International students contributed A$31.9 billion (£18 billion) to Australia’s economy last financial year, filling lecture halls and bankrolling research and construction on campuses across the country.
New figures from the Australian Bureau of Statistics show that education exports increased by 14 per cent in 2017-18 as overseas enrolments surged past 800,000.
The body representing the nation’s universities said that foreign student numbers were at record levels, with its members hosting a large proportion of them.
“International education is a modern Australian success story, built from the ground up over six decades to become the nation’s third-largest export,” said Anne-Marie Lansdown, deputy chief executive of Universities Australia.
“The buck doesn’t stop with us. That A$32 billion flows on into the entire Australian economy, generating jobs, supporting wages and lifting living standards.”

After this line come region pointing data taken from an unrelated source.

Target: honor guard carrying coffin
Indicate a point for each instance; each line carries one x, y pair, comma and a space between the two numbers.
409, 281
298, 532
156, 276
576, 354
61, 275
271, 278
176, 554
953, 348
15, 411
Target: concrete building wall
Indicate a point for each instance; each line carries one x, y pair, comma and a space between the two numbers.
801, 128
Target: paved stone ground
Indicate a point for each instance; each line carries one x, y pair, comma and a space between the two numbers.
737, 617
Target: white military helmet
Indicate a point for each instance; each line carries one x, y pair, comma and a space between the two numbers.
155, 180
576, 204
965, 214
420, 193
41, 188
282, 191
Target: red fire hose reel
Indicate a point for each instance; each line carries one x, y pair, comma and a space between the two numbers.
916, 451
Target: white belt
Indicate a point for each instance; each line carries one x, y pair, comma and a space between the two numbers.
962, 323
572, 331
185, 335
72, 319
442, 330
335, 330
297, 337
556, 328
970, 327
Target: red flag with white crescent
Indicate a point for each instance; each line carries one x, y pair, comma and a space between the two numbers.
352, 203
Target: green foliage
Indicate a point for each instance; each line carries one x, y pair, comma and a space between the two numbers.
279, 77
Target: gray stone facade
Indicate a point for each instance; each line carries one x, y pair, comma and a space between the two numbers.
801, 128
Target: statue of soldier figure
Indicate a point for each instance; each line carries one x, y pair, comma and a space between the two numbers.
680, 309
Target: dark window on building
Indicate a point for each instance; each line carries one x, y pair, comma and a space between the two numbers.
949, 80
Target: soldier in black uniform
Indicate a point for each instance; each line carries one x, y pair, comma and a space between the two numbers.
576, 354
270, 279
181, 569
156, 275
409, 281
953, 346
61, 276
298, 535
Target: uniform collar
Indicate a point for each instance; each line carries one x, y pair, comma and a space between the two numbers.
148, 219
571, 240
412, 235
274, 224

The new figures have emerged amid controversy over international education, with Australia’s Labor opposition flagging a possible capping of foreign enrolments over concerns that overseas students are monopolising jobs and suffering exploitation in the workplace.
Critics say that limiting foreign students would amount to punishing the victims of workplace abuse while robbing reputable employers of willing applicants for jobs unpopular with locals.
Iain Watt, deputy vice-chancellor of the University of Technology Sydney, said that the row could “seriously impact the whole industry”.
“A populism-driven debate on immigration and students is very bad news for international education,” he warned.
International education has surged in Australia in recent years, with confidential figures showing that some universities have more than doubled their overseas enrolments since 2014. A report last month by UCL’s Centre for Global Higher Education found that the country may already have overtaken the UK to become the world’s second-biggest education destination.
However, many Australian higher education commentators are concerned that the sector is overly reliant on revenue from foreign students, with some universities accelerating overseas recruitment to compensate for a dearth of domestic funding.
The new export figures, released on 2 August, are the latest in a see-sawing series of revenue estimates. Last October, the statistics bureau boosted the industry’s value by almost 20 per cent at the stroke of a pen after a methodological change increased its calculation of 2016-17 earnings from A$23.6 billion to more than A$28 billion.
The change triggered further revisions in the first half of this year, with the bureau upgrading and then downgrading its previous valuations. The volatility relates to overseas students’ spending on things such as food and accommodation rather than the tuition fees banked by universities.